Honestly, Living Within Our Means Is…
Checking our bank account every day, like it or not.
Finding creative ways to make dinner when we’ve maxed out our grocery budget.
Skipping trips to the gym because the gas budget is getting close.
Returning a pair of workout pants to Target 5 days later after realizing I really didn’t need them.
And saying “no” to eating out with friends after church. Every. Single. Sunday.
There Are Good Things Too, Like…
Paying off $12,000 in 6 months – and the enjoying a budgeted-for celebratory dinner out.
Watching your bank account grow.
Getting a full month ahead on your bills.
Deciding together to increase your entertainment budget to allow for monthly dates.
High fiving each other after making a big deposit into an investment account.
Honestly, living with our means isn’t easy. It makes me crazy most days.
But for us, living within our means is kind of like having a kiddo. We love her so much, but the day in, day out can be tough.
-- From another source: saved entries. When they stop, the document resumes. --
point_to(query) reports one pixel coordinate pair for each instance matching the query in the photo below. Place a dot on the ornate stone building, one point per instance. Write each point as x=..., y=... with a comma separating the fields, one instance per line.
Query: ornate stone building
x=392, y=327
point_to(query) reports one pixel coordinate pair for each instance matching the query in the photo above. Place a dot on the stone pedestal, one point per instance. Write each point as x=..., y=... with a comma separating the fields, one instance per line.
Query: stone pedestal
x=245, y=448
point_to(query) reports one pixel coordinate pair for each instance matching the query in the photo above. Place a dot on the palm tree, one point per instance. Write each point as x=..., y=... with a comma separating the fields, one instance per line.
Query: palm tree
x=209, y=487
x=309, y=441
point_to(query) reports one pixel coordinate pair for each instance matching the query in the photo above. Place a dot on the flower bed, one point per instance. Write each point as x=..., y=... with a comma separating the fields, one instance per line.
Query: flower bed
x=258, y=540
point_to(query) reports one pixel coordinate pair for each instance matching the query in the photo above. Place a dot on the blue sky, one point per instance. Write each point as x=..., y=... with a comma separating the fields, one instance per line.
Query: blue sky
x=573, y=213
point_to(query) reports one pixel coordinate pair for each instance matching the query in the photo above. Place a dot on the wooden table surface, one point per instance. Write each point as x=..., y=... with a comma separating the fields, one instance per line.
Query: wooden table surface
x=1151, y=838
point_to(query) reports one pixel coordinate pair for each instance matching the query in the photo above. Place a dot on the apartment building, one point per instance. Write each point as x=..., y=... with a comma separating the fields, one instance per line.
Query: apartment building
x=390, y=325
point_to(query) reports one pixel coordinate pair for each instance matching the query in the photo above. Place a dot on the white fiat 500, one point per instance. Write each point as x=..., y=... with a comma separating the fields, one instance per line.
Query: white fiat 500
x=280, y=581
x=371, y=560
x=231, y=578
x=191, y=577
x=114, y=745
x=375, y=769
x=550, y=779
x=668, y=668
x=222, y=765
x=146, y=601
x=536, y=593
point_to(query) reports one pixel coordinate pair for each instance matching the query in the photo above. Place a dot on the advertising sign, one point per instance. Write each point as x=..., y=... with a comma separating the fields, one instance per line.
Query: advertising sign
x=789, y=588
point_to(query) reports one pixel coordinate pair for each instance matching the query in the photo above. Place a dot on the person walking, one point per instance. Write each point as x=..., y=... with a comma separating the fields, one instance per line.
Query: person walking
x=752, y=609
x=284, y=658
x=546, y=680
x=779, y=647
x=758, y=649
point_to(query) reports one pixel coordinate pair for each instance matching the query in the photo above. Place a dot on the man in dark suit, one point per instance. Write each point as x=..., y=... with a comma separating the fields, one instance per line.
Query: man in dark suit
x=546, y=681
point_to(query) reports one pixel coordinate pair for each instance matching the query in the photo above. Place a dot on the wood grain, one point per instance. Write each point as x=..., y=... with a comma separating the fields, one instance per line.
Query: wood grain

She makes messes, cries, gets frustrated, and makes me want to drink an entire bottle of wine one sitting. But in the middle of those long, hard days, there always something bright.
Whether it’s the way she greets me in the morning with a “Good Morning Momma! I love you!” watching her face as she watches a polar bear at the zoo, or those sweet hugs you never saw coming, every day has a bright spot that make the whole frustrating day seem like a win.
Living within our means is the same way. It’s hard, frustrating, annoying, and then something awesome happens.
And I wouldn’t have it any other way.